The Fifth Stage: Consolidation (950CE – 1258CE)
The stage of Consolidation lasted 300 years.
1258CE represents the time when Baghdad was sacked; when the Mongols captured
it and destroyed the Islamic libraries. This was a major turning point in
history, and represented the end of the Abbasid Dynasty.
The number of Islamic Schools of Thought dwindled until they reached the main four that we know of now. The Hanbali Madh’hab was a minor Madh’hab – and the main three at this time were the Maliki, Shafi’i, and Hanafi Madh'habs.
The common people came to understand that
Islam was limited to these four schools. The other schools were forgotten to the laymen and these four schools became entities in and of
themselves.
There was a rise in fabricated narrations to justify the existence of these four. It started in this period and got worse as time went on.
The scholars were labeled under the schools
they studied under. It became such a standard that no one even
questioned it.
The scholars began the practice of analyzing the rulings of their founding fathers, as the founding scholars analyzed the Qur’anic texts, Hadithic texts, and the rulings of the Sahabah to draw out principles. The scholars of this era no longer went back to the Qur’an and the Sunnah and the sayings of the companions, they went back to the people whom they designated as the founders of their schools, and went back to see what principles they could deduce from their rulings. They saw certain patterns of analysis which their scholars used and codified it, instead of going back to the Qur’an and Sunnah to make Ijtihad on a specific issue. It became “Ijtihad Madh’habi”.
They would not override the rulings of the
founding scholars. They rarely differed with the founding scholars with regards
to the Usool, but they may have differed with regards to the secondary principles.
We find the process of Ijtihad coming to a halt.
This was a mistake. Shari’ah is unchangeable
because it’s based on revelation but Fiqh is variable based on information.
That was a fundamental difference.
The scholars of this era were not going back
and varying the rulings of Fiqh by their earlier scholars, they built on
top of it, and considered it fixed like the Shari’ah itself.
Because they wouldn’t go back to the Qur’an
and Sunnah to make Ijtihad, their rulings only focused on the earlier scholars,
and basically focused on the principle of Tarjeeh.

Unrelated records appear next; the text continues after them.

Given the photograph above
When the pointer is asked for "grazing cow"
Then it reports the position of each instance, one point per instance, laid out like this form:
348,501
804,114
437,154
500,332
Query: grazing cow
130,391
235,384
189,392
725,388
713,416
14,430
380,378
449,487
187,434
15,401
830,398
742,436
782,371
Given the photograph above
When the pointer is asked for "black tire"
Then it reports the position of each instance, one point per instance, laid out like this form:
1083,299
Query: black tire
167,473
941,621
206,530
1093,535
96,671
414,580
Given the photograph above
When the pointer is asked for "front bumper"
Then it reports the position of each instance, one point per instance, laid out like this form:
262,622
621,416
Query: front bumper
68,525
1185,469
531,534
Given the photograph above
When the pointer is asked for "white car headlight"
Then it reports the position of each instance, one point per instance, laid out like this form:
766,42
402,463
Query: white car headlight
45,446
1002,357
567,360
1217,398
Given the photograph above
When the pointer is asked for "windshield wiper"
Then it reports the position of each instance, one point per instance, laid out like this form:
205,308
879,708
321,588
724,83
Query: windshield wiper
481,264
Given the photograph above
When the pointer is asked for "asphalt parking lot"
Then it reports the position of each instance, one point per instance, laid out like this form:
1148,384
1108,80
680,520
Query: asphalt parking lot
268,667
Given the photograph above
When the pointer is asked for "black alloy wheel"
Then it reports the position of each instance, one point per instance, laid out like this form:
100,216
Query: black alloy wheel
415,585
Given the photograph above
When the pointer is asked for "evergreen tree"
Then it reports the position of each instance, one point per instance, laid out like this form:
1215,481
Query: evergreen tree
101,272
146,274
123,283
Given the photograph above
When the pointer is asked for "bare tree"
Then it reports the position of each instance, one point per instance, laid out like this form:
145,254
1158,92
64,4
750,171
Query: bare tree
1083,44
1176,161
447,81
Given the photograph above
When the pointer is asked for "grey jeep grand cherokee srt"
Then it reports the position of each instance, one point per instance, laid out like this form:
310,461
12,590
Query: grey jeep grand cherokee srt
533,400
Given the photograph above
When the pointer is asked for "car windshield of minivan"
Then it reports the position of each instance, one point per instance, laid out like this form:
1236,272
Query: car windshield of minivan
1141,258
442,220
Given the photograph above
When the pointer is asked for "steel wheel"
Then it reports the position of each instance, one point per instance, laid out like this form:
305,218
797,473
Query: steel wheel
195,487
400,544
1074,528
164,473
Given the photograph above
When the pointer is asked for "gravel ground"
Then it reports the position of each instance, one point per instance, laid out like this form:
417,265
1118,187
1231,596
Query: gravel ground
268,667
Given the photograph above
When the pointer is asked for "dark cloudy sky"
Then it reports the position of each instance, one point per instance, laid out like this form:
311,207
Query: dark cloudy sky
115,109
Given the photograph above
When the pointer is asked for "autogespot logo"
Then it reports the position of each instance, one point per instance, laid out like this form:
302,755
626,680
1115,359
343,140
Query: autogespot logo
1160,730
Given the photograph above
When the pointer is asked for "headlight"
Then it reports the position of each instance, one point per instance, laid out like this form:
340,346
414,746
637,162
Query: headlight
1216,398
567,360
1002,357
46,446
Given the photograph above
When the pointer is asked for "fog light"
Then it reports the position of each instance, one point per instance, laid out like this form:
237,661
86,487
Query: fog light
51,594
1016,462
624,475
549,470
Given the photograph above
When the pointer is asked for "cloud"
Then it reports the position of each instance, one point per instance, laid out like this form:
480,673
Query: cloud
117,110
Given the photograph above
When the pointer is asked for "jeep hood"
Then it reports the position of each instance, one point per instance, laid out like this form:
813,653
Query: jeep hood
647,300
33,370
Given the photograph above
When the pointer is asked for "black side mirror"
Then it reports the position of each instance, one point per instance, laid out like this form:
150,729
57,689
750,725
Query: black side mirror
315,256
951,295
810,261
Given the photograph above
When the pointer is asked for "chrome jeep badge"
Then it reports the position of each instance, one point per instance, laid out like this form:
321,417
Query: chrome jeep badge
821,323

We have different statements of a given
issue, because the earlier students didn’t have a problem with differing from
the founding scholars. What this later generation did, was rather than go
back to the sources and weigh these differences and choose what they considered
the right one, they would use the authentic narrations attributed to the founding
fathers and favour one over another among those early rulings. It would usually
be according to what the majority of the scholars of the madh’hab favoured.
Or a given scholar may have made two
statements, and they may go with his earlier statement, if more scholars
supported it, even if he stated that his later statement was more accurate based on
further evidence.
It was all within the confines of the
Mad’hab; Moulding and cleaning up what had already existed.
It made the process of establishing rulings a
lot of easier, because things were organized and streamlined. That was a good
development, but at the same time you’ve made the Madh’hab into a clear
separate entity. You’ve limited your whole view to a very narrow field.
The Madh’habs became so systematized that Fiqh as a science developed its own format of
presentation. And the Fiqh books developed a standard format which remains
until today.
The topics covered are according to the 5
pillars of Islam, and they wouldn’t go into Eeman because they left that for
Aqeedah. They start with Taharah, then Salah, then Fasting, then Zakaat, then
Hajj. Following that they would go to Nikah, then Talaq, then to Business
Transactions and close it off with Manners.
In this period, they would present all the
proofs in the chapter. But what the author would then do is systematically undermine
the arguments of the other Madh’habs and then establish why the opinion of his Madh’hab was in fact the correct opinion. He would do this at the cost of
evidence.
E.g. Raising the hands in prayer after the
beginning Takbir. This was strictly rejected by the Hanafi school.
If we look at the evidences, the Hadith pertaining to the raising of hands reached the level of Tawatur (its been narrated by so many companions it would be
impossible to agree that it’s a lie). The evidence is overwhelming. There is
also evidence, however, that you don’t have to raise your hands. This tells us that there were times when the Prophet raised his hands and times where he didn't. So it's okay not to do so. But the scholars of the Hanafi School in that period set about trying to
undermine the Hadiths of the raising of the hands. You’ll find attacks to the
narrators of these Hadiths. Some went as far as to say Bukhari was a Shafi’i.
You find them even bringing fabricated Hadiths to defend the non-raising of the
hand.
False narrations were invented to defend the Madh'habs, some going on to say that the
Prophet predicted the coming of these Madh'habs.
So there was a rise in comparative Fiqh texts, but it was done with a bias.